SAN FRANCISCO -- During a technology conference sponsored by Merrill Lynch & Co. Inc. here today, Advanced Micro Devices Inc. announced plans to accelerate the deployment of its 130-nm (0.13-micron) technology by one quarter.
The move will help pave the way for its next-generation chips in marketplace, including its Hammer family of 32/64-bit microprocessor lines, said W.J. Sanders, chairman of AMD, in a presentation at the conference.
AMD is accelerating the development of its 130-nm technology, reportedly to dispel rumors that it is having trouble ramping up its chips, based on this complex process, analysts said.
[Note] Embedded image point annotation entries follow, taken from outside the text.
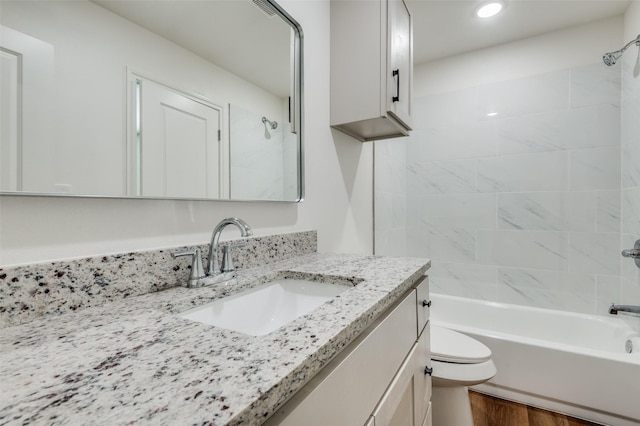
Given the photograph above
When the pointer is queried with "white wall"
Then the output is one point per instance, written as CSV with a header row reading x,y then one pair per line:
x,y
549,52
338,201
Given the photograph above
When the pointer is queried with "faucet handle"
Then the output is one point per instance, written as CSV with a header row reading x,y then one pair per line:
x,y
227,259
197,270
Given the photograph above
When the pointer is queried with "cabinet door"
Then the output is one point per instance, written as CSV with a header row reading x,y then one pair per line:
x,y
397,406
423,377
400,48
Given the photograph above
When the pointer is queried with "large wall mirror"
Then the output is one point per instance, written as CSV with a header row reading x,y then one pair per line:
x,y
193,99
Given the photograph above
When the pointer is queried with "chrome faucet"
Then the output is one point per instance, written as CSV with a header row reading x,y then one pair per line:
x,y
213,265
614,309
215,273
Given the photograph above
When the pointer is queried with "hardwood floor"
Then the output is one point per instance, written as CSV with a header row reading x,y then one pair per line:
x,y
491,411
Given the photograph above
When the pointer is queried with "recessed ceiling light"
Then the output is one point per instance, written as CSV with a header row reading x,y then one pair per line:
x,y
487,10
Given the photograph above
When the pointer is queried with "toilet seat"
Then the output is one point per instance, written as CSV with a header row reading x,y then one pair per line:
x,y
446,374
451,346
459,360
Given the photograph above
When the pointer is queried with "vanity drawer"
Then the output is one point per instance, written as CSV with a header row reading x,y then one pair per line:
x,y
423,303
348,389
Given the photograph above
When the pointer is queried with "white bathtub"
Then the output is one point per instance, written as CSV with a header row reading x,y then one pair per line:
x,y
570,363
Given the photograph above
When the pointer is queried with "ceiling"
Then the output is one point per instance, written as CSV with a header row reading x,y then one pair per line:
x,y
445,28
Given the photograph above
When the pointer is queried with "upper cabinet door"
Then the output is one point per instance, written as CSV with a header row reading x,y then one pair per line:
x,y
371,68
400,56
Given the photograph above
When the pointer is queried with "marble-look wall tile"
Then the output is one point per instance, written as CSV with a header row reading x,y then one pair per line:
x,y
595,168
532,172
608,210
547,289
595,84
462,211
631,162
609,131
631,211
595,253
607,292
538,93
524,249
548,131
547,211
550,299
452,142
629,272
443,243
390,242
462,279
549,160
441,177
257,170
It is also hoping to keep up with its rival in the microprocessor space--Intel Corp., which began shipping its 130-nm processors and other IC lines late last year, according to analysts.
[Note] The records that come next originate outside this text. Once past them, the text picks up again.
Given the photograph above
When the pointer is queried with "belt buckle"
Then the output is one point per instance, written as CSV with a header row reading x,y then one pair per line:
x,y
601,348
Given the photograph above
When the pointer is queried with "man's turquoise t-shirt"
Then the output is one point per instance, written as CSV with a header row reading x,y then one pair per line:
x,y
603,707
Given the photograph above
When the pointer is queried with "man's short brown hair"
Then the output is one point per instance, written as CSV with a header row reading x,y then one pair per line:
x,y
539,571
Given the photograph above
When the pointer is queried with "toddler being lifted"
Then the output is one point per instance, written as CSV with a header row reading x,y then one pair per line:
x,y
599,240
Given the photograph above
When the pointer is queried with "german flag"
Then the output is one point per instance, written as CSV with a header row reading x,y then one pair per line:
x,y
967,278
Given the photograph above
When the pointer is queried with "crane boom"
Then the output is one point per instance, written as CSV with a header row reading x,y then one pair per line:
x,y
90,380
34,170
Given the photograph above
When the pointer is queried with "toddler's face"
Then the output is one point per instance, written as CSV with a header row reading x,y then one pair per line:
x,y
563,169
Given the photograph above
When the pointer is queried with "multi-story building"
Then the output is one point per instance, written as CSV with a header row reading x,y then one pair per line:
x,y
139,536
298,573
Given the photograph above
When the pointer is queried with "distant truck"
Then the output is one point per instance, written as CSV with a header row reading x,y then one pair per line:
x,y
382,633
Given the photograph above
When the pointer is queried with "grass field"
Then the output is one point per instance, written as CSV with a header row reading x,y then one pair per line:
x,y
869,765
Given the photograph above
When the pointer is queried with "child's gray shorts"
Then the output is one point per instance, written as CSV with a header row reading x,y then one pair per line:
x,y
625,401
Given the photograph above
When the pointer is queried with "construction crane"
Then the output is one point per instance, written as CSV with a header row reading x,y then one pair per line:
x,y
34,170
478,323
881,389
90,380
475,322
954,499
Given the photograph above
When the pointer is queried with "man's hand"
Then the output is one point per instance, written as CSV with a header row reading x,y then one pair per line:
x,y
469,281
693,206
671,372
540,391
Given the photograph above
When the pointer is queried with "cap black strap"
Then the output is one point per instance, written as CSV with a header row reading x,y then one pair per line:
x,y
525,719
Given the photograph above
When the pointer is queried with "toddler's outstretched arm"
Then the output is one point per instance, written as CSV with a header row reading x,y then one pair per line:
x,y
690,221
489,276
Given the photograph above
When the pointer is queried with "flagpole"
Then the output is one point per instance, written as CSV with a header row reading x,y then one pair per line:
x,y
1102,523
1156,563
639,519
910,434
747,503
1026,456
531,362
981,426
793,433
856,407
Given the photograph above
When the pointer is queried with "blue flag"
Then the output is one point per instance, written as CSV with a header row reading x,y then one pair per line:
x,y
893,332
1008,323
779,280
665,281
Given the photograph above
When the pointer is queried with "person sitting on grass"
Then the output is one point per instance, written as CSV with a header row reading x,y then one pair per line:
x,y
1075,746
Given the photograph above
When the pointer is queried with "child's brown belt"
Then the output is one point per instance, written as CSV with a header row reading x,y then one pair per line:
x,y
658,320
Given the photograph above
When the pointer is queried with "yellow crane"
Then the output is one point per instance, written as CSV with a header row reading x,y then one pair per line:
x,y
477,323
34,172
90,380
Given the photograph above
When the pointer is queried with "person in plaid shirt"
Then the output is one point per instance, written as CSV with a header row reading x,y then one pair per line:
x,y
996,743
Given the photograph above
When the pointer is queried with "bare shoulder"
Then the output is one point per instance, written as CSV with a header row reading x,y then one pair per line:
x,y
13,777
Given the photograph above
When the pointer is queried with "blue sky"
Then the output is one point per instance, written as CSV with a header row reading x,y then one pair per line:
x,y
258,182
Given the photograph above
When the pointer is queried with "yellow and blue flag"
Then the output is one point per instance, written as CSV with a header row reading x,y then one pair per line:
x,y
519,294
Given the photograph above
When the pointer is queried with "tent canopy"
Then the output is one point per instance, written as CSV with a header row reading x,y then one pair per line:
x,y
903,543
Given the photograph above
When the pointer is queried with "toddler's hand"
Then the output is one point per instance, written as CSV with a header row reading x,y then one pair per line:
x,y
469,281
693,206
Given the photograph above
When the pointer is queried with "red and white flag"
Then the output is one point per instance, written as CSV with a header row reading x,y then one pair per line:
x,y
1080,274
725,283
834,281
Originally, AMD planned to move its entire line of microprocessors on the 130-nm technology node by the fourth quarter of 2002.
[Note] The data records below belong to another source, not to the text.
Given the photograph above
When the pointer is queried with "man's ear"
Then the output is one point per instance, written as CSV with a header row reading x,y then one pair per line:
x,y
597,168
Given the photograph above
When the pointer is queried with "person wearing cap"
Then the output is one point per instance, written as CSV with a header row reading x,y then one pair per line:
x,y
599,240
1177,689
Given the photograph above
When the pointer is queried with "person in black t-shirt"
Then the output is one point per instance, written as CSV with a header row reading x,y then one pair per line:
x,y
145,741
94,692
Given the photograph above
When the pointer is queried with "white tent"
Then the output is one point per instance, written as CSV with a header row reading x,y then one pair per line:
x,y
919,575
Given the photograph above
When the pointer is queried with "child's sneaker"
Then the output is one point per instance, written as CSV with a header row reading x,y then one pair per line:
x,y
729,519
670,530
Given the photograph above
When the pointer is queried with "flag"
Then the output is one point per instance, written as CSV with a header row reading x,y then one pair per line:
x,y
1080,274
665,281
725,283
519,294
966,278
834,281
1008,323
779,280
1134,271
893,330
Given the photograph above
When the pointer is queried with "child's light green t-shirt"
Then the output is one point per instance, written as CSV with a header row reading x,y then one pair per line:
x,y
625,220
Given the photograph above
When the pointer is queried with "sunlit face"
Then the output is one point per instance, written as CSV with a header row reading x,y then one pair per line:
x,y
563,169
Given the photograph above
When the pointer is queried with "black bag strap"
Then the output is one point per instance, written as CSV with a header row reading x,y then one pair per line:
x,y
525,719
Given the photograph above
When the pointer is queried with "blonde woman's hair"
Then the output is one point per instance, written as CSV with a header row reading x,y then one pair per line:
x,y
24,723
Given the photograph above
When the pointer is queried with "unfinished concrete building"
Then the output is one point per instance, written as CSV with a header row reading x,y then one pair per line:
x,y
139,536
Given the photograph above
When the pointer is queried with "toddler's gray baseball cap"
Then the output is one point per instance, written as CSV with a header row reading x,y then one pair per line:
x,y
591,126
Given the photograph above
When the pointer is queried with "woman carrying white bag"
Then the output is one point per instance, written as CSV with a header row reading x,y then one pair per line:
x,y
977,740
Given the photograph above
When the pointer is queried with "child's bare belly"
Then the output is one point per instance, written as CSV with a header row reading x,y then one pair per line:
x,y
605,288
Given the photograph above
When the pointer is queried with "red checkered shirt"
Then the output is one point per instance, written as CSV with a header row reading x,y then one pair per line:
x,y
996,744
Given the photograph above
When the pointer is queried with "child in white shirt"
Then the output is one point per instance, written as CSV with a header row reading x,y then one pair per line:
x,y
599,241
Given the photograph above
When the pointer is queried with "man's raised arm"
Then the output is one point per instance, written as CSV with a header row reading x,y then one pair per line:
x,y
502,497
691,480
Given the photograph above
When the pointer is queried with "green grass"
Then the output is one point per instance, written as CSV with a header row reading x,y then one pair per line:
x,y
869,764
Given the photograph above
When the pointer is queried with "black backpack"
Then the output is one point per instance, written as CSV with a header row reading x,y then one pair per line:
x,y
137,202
Now, the Sunnyvale-based company hopes to convert its processor products to 130-nm by the third quarter of this year, Sanders said. "This is a quarter ahead of our previous schedule," Sanders said during the conference.
The AMD executive also said that the company's 130-nm process is healthy, enabling it to accelerate the development of its chip designs.
Last week, Intel dropped hints that AMD's 130-nm chip yields are somewhat suspect (see April 26 story ). During a question and answer session today, the flamboyant executive from AMD dismissed those accusations--in a rather blunt manner. "How do you spell bullshit?" reponded the AMD executive. "We would put our yields against their yields," he added, referring to Intel of Santa Clara, Calif.
Recently, AMD announced its first 130-nm chips--a line of microprocessors for notebook PCs and related products. The company's 130-nm mobile chips, which are still called Athlon, are based on its so-called "Thoroughbred" core (see April 16 story ).
Its 130-nm technology will also form the basis of its first 32/64-bit Hammer processors. Earlier this year, AMD demonstrated the Hammer, which is geared to run both 32- and 64-bit software (see Feb. 26 story ).
By year's end, AMD will begin delivering its code-named "ClawHammer" product--a 130-nm, 32/64-bit processors for desktops and servers. The "ClawHammer" products will use the company's existing Athlon brand name when they hit the market.
The company is also sampling its high-end Hammer product--dubbed "SledgeHammer," which is also based on 130-nm technology. Last week, AMD renamed the "SledgeHammer" product, which will be known in the marketplace as Opteron. It also announced a major alliance with Microsoft Inc. in the 32/64-bit processor space (see April 24 story ).
"We are sampling Opteron now," Sanders said. The company remains on track to ship products based on its 90-nm (0.09-micron) process by the third quarter of 2003, Sanders said.